Salahdine Juma : We as Refugees in Libya, we are a movement of Refugees and migrants who survived detention, torture and exploitation in Libya. Our campaign against the Italy-Libya Memorandum of Understanding stems from our lived experience. We know that this deal funds a system of abuses and kills our brothers and sisters. So to stop its renewal we have organized testimonies, press conferences and public campaigns exposing what the MoU really means. Together with more than sixty europeans and italian organizations, we launched the Stop MoU campaign week of action and a large demonstration in Rome in October 2025. We also spoke directly in the Italian parliament demanding an end to the cooperation with the Libyan coast guards and the creation of safe legal routes. Our awareness work has reached many people in Italy : civil society groups, students and community has joined us as well in solidarity. So the government still defends the Memorandum of Understanding in the name of border control. Internationally, our voices are being amplified by organizations like Amnesty, ECCHR (European Center for Constitutional and Human Rights) and medias such as the Guardian and U-Report. For us, this is not just activism, it's survival. Every renewal of this Memorandum of Understanding means more lives are lost. We continue to say : we are not victim, we are witnesses and we demand freedom, dignity and justice for all.

How do you feel after the renewal ? What are the next steps ?

We as members of Refugees in Libya, we strongly reject the renewal of the Memorandum of Undersanding. For us, this deal means more suffering, more people captured at sea returned to war zone and locked in detention centers where torture, abuse and exploitation continue all day and all night long. We feel anger and deep disappointment. Once again decisions about our lives were made without listening to us, the people mostly affected. We demand the cancellation of the Italy-Libya Memorandum of Understanding. We demand safe evacuations and legal pathways for refugees who are trapped in Libya and we also demand justice and accountability for the crimes committed under this system. So our message is very simple. We just say : stop founding abuse and protect people, not borders. We will continue to speak out and organize campaigns against this MoU until every refugee in Libya can live in safety and dignity.

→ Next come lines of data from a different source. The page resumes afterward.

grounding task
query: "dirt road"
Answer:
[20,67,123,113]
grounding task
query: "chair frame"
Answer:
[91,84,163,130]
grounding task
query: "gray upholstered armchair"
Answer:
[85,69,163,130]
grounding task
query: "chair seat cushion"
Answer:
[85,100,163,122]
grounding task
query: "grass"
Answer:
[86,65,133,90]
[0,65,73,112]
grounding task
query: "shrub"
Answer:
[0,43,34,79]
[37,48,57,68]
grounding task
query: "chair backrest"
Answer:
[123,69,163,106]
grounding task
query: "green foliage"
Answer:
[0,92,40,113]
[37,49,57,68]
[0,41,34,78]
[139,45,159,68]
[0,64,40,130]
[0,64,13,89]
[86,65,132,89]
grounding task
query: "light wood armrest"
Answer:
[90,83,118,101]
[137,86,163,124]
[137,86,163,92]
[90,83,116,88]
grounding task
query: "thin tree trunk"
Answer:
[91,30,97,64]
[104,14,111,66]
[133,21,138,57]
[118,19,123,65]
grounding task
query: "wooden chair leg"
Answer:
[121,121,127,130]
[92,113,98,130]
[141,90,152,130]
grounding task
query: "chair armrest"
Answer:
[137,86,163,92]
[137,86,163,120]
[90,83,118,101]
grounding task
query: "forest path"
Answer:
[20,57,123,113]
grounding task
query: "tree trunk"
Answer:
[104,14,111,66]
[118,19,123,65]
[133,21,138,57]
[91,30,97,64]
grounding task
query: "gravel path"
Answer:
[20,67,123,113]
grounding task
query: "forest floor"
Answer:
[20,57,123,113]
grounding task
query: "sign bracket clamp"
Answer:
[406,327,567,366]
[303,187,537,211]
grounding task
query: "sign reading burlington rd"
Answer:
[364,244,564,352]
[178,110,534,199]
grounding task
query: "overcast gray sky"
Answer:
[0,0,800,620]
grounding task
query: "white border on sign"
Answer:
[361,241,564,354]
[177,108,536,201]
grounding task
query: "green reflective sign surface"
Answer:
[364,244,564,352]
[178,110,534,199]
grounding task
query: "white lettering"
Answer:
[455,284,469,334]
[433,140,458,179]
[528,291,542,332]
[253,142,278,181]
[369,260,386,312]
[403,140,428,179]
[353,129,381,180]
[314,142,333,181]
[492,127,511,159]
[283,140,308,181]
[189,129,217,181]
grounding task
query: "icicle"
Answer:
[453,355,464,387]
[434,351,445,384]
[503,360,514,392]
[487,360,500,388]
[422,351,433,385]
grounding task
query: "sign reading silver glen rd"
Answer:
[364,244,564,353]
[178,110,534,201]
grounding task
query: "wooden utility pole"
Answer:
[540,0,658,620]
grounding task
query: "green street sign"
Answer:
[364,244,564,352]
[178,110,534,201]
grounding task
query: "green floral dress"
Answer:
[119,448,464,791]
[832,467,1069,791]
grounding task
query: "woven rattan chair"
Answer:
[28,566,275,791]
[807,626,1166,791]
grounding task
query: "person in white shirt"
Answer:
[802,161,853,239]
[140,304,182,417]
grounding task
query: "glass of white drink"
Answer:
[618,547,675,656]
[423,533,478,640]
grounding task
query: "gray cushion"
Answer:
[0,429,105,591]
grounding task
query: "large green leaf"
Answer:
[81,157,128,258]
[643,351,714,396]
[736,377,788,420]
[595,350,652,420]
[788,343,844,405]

Do you think the increasing media coverage of the genocidal situation in Sudan could have an impact on the media coverage of Libya, since many Sudanese find themselves in horrific situations there after having already experienced traumatizing events in Sudan?

Personally, when I see the world finally talking about Sudan, I feel two things : I feel relief and feel pain. I feel relief because our sufferings are no longer invisible and pain because so many of us had to die before anyone paid attention. I escaped the war hoping for safety but in Libya I found another nightmare ; the same things I faced in Libya for many years where our Sudanese brothers and other nationalities are still treated as if they are not humans. They are being beaten, they are being mugged in the detention centers. They are being sold. Women are abused and men disappear. Even children are detained ; there are no bombs but the fear never ended. People call us migrants but most of us are not chasing Europe ; we are just trying to survive after losing everything. I hope that the world who watches Sudan today also sees what is happening to the refugees and migrants in Libya. The genocide doesn't stop at the Sudanese border. It follows the refugees and migrants in the desert, the prison and the streets of Libya. What we ask is that, when they tell Sudanese history, they should never forget the story of those who died at the borders, in prisons and at sea as well.